Я спрыгнул на землю и ответил:
- Здесь. Спасибо тебе. Шагал бы я сейчас часа полтора.
Грузовик поехал дальше, выхвачивая фарами из темноты, куски улицы и домов. Я свернул налево и пытался разглядеть желанный дом. Но нет, было совсем темно, и падал густой, пушистый снег. Я шел, а снег ложился на лицо и, тут же, таял. Он уже укрыл улицу, дома, палисады и словно сгладил неровности. Очертания строений и предметов стали плавными. Они словно обрели какую-то мягкость...
«Ну, наконец-то»,- подумал я. Сквозь снегопад замаячил силуэт старой лиственницы. Под ее ветвями и приютился наш домик.
     Анастасия встретила меня испуганно- вопросительным взглядом. Она только хотела что-то спросить, но я не дал, сказав:
- Все нормально
Она, облегченно вздохнула, опустилась на табурет, а потом, спохватилась и засуетилась:
- Да ты же голодный! Я сейчас, я сейчас...
     После ужина, мы лежали под грубым, но теплым одеялом и я рассказывал, что со мной произошло. Она, молча, слушала, обняв меня и прижав голову к моей груди. Когда я окончил рассказ, она глубоко вздохнула и возмущенно сказала:
- Есть же гады на свете! Не дают жить спокойно. Считают что они лучше....
Помолчав немного, она, с каким-то трепетом в голосе, прошептала:
- Знаешь Женя, сегодня на работе я испугалась... Включила компрессоры.
Сижу и слежу за манометрами и вдруг, что-то легонько постучало в животе.

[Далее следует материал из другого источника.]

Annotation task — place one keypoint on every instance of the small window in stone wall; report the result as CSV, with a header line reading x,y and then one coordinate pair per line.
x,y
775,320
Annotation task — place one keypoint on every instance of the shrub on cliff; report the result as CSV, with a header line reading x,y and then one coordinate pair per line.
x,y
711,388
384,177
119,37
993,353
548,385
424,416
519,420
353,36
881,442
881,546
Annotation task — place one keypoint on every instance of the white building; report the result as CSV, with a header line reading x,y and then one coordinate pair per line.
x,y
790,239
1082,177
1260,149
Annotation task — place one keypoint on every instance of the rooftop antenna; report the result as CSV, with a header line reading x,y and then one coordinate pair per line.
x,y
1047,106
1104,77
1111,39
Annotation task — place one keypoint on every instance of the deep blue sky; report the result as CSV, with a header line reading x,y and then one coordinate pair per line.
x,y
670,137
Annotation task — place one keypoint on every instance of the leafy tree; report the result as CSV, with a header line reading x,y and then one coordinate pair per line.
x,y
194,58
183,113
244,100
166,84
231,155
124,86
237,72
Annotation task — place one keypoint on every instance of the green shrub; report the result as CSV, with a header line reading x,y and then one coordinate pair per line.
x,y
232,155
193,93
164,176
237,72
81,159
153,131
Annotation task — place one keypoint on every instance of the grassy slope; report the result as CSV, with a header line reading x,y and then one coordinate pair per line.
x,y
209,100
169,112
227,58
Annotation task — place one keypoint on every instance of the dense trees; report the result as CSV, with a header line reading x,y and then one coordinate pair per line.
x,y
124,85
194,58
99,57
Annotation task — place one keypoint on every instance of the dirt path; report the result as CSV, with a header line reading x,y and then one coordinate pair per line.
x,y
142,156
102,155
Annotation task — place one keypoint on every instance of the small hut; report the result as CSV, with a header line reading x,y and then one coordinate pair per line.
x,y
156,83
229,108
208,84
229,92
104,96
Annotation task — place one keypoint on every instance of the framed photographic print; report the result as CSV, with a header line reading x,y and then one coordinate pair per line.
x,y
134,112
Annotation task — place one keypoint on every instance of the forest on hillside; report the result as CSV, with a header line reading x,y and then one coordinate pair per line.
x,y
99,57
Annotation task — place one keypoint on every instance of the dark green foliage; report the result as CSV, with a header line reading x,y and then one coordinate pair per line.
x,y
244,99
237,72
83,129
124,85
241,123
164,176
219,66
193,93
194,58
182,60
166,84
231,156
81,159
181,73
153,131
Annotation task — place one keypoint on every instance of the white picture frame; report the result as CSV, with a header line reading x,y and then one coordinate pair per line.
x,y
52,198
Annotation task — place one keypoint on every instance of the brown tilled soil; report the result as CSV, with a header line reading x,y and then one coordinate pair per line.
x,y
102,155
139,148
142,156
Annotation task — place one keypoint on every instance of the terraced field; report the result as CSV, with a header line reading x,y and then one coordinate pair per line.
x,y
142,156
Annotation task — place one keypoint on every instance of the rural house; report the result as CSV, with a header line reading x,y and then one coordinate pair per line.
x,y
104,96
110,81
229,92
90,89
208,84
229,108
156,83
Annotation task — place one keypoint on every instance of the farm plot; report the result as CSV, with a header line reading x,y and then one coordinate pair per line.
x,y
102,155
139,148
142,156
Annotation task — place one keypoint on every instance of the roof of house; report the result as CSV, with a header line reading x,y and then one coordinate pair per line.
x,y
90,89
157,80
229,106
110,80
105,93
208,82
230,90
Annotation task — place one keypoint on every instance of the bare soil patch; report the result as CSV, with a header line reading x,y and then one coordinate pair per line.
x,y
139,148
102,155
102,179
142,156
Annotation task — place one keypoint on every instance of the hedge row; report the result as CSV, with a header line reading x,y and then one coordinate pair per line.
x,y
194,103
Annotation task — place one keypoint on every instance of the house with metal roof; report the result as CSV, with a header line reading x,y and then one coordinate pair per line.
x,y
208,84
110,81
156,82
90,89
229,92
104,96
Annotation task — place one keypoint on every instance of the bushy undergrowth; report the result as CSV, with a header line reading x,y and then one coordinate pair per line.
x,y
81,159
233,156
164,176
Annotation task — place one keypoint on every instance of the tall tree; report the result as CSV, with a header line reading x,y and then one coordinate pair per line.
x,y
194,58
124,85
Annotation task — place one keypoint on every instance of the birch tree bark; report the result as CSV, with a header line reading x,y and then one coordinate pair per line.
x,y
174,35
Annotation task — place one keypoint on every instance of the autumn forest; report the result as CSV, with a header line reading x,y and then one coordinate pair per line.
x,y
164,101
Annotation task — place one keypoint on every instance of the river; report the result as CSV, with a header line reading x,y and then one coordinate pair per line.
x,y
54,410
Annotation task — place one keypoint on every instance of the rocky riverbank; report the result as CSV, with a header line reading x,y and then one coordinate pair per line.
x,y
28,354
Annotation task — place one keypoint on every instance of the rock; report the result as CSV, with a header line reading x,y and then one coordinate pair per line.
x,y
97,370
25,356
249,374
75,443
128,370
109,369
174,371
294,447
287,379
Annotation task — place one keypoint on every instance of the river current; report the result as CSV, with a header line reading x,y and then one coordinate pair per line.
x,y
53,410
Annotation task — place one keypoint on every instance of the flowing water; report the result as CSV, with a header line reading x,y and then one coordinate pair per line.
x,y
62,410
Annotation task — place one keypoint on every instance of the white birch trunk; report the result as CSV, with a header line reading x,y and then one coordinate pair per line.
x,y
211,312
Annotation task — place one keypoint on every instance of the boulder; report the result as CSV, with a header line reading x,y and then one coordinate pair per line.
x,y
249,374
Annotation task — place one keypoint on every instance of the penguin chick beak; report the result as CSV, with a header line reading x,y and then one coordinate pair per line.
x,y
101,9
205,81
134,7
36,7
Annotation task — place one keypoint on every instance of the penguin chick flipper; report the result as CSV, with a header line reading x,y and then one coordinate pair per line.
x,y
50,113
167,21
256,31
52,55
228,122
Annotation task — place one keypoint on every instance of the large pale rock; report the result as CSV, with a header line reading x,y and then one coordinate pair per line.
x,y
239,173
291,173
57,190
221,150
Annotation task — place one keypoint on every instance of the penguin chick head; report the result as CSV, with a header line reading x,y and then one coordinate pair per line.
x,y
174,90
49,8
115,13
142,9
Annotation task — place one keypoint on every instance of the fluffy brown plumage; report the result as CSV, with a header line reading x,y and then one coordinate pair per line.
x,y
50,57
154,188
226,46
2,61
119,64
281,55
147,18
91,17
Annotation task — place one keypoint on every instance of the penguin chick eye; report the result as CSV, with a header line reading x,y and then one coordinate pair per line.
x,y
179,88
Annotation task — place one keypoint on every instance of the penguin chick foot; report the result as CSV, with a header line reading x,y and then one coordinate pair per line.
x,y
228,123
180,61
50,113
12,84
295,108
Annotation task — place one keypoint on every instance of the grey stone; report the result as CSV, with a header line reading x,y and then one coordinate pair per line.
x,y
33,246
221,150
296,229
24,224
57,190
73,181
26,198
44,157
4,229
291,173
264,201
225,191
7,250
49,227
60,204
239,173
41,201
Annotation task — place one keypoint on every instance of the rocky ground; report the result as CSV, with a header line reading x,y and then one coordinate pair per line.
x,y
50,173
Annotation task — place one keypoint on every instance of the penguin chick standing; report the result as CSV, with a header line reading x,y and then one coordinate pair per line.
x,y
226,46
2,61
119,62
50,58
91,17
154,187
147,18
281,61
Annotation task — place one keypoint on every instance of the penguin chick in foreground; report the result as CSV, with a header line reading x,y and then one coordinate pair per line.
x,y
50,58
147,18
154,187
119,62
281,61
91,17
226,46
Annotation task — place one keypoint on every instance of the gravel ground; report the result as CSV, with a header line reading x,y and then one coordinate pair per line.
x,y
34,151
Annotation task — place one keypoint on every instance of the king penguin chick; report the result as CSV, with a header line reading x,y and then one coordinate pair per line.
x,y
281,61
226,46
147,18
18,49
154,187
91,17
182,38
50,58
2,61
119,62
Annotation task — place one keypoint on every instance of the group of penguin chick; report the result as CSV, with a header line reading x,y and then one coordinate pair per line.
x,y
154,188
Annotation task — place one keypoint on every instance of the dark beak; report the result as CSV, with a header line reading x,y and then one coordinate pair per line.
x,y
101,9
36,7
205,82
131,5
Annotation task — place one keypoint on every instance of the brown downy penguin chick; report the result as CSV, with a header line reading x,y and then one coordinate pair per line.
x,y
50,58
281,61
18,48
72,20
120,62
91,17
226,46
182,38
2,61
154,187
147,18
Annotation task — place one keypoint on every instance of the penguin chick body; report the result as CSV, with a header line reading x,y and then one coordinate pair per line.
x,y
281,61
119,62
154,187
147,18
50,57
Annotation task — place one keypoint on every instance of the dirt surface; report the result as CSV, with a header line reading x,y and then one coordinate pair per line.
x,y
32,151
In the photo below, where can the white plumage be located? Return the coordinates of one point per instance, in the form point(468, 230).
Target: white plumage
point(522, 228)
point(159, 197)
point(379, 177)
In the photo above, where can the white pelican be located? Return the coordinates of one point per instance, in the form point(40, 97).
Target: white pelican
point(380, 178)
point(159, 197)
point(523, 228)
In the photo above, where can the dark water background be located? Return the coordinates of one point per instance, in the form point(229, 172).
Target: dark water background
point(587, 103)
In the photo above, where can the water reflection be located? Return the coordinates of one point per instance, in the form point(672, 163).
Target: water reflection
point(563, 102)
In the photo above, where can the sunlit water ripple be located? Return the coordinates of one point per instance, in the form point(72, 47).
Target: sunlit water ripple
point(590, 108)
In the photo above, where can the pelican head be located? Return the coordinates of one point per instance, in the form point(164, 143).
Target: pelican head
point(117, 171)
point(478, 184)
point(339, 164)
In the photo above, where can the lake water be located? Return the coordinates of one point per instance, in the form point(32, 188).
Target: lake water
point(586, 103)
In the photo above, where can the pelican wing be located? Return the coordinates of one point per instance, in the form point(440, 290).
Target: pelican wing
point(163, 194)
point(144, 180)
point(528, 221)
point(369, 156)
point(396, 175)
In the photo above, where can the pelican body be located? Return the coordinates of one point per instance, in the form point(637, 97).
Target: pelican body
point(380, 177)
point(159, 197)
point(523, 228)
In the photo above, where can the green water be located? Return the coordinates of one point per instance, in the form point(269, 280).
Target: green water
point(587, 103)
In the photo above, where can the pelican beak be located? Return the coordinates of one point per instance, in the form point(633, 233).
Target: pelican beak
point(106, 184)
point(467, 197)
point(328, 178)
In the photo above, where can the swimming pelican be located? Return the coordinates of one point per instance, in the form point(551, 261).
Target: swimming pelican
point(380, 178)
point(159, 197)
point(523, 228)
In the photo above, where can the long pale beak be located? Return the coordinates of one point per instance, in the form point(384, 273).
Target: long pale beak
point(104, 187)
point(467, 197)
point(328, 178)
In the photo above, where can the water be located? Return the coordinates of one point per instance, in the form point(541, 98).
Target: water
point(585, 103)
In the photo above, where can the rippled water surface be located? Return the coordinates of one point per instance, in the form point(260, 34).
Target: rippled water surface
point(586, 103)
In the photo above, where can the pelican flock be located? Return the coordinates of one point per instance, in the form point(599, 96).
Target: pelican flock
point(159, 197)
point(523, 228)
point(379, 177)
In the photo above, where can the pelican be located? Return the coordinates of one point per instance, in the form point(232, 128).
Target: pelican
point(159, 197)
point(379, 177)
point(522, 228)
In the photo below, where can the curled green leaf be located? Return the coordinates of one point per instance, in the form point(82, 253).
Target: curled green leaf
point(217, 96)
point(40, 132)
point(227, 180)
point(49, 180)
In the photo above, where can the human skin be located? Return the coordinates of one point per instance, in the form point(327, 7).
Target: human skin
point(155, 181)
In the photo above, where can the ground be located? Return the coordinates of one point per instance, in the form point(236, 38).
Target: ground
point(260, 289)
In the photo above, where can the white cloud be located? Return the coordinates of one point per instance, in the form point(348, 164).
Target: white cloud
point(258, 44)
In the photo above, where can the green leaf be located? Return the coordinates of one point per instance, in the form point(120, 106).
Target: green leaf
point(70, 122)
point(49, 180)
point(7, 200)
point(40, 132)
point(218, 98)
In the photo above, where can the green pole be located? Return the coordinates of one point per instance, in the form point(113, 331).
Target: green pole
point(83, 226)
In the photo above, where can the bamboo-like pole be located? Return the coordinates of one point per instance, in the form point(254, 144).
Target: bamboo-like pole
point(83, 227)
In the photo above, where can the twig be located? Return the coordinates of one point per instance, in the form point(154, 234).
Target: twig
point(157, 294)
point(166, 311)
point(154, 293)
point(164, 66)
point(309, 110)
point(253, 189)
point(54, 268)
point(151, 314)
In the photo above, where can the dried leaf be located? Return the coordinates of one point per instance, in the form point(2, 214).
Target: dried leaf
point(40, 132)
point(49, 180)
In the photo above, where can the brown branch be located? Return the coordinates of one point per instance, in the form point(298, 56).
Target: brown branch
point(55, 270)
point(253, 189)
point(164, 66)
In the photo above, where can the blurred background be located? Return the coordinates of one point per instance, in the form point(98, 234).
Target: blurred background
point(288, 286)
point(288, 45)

Через
время опять, но уже сильнее, изнутри тук, тук... После смены я зашла к соседке, бабке Матрёне - она замолчала, а потом, приблизив лицо к моему и горячо дыша, продолжила,- Это наш ребеночек Женя. Бабка Матрена сказала, что он ножками топочет, на свет божий готовится выйти.
Я погладил ее живот, а она сильнее прижалась ко мне и сказала:
- Интересно, кто будет? Бабка Матрена говорила, чтобы я готовила платьица. Как думаешь, она правильно думает?
- Не знаю, но мне кажется, что старые люди могут определять,- ответил я.
Потом мы, молча, лежали, смотрели на блики, бросаемые огнем из соседней комнаты, и слушали, как воет в трубе, начинающаяся пурга.